Blackmagic Design showed off its own high-res camera, the URSA Mini Pro 12K camera featuring a new sensor with native 12,288×6480 resolution for 80 megapixels per frame. The company says its Super 35 sensor has 14 stops of dynamic range and a native ISO of 800. These familiar names weren’t the only companies to show off high-resolution digital cameras. Bosma, a Chinese home security company, launched three 8K cameras at NAB 2022: its G1 Pro camera/ streamer; B1 broadcast camera, and the “soon-to-debut” G2 camera. The G1 is based on a 4/3-inch CMOS sensor, with 33 million pixels, and uses an MFT lens mount with adapters for PL and EF lens types. At 8K, the G1 only offers 30p; at 4K, i5 offers 60/30/25/24 fps. The B1 is aimed at broadcasters. Bosma did not release information about the G2 or prices on any of the cameras.

Machine learning/AI has been integrated into dozens and dozens of new and existing products, including many of those mentioned above. Some of the standouts in this area include DeepBrain AI, which released its AI Studios platform at NAB 2022. Now available in beta, the AI Studios platform, “streamlines the video production process by utilizing state-of-the-art AI video synthesis to create videos with ultra-realistic Virtual Humans.” Prime Focus Technologies (PFT) introduced their use of AI to automate the supply chain with its Clear product. Veritone uses AI for content and monetization in the metaverse; automating media workflows; access near-instant broadcast metrics; and custom solutions including media search & discovery, captioning and subtitling, and MAM/DAM integrations.

Visilink showcased its IQ Sports Producer, an AI-enabled remote production solution for live sports production and streaming; and its vPilot, an AI-driven studio content production system that doesn’t require a camera operator/director team.

Curtis LeGeyt
Image via NAB Show

Machine learning/AI was also found in a handful of captioning and translation productions at the show. Digital Nirvana’s Trance is a SaaS cloud-based platform that uses AI to auto-generate transcripts, create closed captions and translate text into 100+ languages, with a user-friendly interface. The company said that “captions can be generated per presets to conform with style guides per the requirement of digital publishers.” EEG Video and Ai-Media (which acquired EEG in April 2021) showed its cloud-based solutions of EEG iCap, Falcon, and Lexi Automatic Captioning with Ai-Media’s captioning, transcription and translation.
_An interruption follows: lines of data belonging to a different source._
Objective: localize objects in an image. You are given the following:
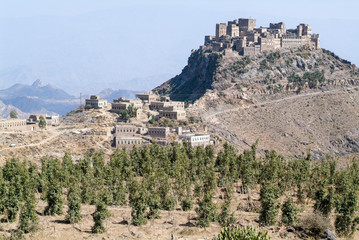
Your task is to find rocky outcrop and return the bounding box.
[155,48,359,158]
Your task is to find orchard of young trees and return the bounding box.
[0,143,359,237]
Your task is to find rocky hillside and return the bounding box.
[154,48,359,157]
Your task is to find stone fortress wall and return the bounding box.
[205,18,320,56]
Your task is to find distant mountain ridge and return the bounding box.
[98,88,140,102]
[0,79,75,100]
[153,48,359,159]
[0,101,29,118]
[0,79,79,117]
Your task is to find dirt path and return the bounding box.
[202,86,358,120]
[0,130,64,152]
[201,86,359,150]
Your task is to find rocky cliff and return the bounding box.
[154,48,359,157]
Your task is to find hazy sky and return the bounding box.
[0,0,359,19]
[0,0,359,94]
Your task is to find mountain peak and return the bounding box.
[31,79,44,87]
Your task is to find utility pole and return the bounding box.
[80,93,83,111]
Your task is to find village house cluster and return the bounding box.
[201,18,320,56]
[85,92,211,147]
[0,114,60,131]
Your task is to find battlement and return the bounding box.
[202,18,320,55]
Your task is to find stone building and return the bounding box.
[28,114,60,126]
[179,134,211,147]
[148,127,170,138]
[85,95,109,109]
[115,125,137,136]
[0,118,29,130]
[136,92,159,104]
[111,97,143,113]
[159,110,186,120]
[205,18,320,56]
[150,101,184,111]
[114,125,144,147]
[115,137,144,147]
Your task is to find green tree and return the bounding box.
[129,180,148,226]
[282,198,298,225]
[91,200,110,233]
[218,188,236,227]
[10,110,18,119]
[334,190,359,236]
[39,116,46,129]
[44,180,63,215]
[65,184,82,224]
[314,187,335,217]
[19,192,39,233]
[217,226,270,240]
[259,184,280,226]
[2,182,21,222]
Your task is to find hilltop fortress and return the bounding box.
[201,18,320,56]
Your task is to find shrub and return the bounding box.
[218,226,270,240]
[282,199,298,225]
[301,214,332,238]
VoiceInteraction, a spinoff out of a university research center in Portugal, uses Machine Learning algorithms and Deep Neural networks for a variety of automated speech processing technologies. Aimed at the broadcast industry, its Audimus.Media operates 24/7 and offers automated closed captioning and automatic translation in 30+ languages, with “client-driven vocabularies and on-top integrations.” Interra Systems’ BATON is a machine learning/AI-enabled automated QC platform for VOD content in the cloud or on-prem, including QC of subtitles and closed captioning verification.
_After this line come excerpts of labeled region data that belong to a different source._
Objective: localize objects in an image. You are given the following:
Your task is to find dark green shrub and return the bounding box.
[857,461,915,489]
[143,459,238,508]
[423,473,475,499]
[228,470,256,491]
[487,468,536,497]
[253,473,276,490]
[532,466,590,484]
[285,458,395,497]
Although NAB offered fewer vendors than in pre-pandemic years, there were still 900 of them there, from all over the world (with pavilions for the U.K., France, and South Korea, among others). In other words, too many companies and products for any one journalist to cover. From my perspective, NAB 2022 showed that technologists have been busy throughout the pandemic producing products that helped clients survive and thrive during the shutdown. They rose to the occasion, and end users clearly will benefit from it.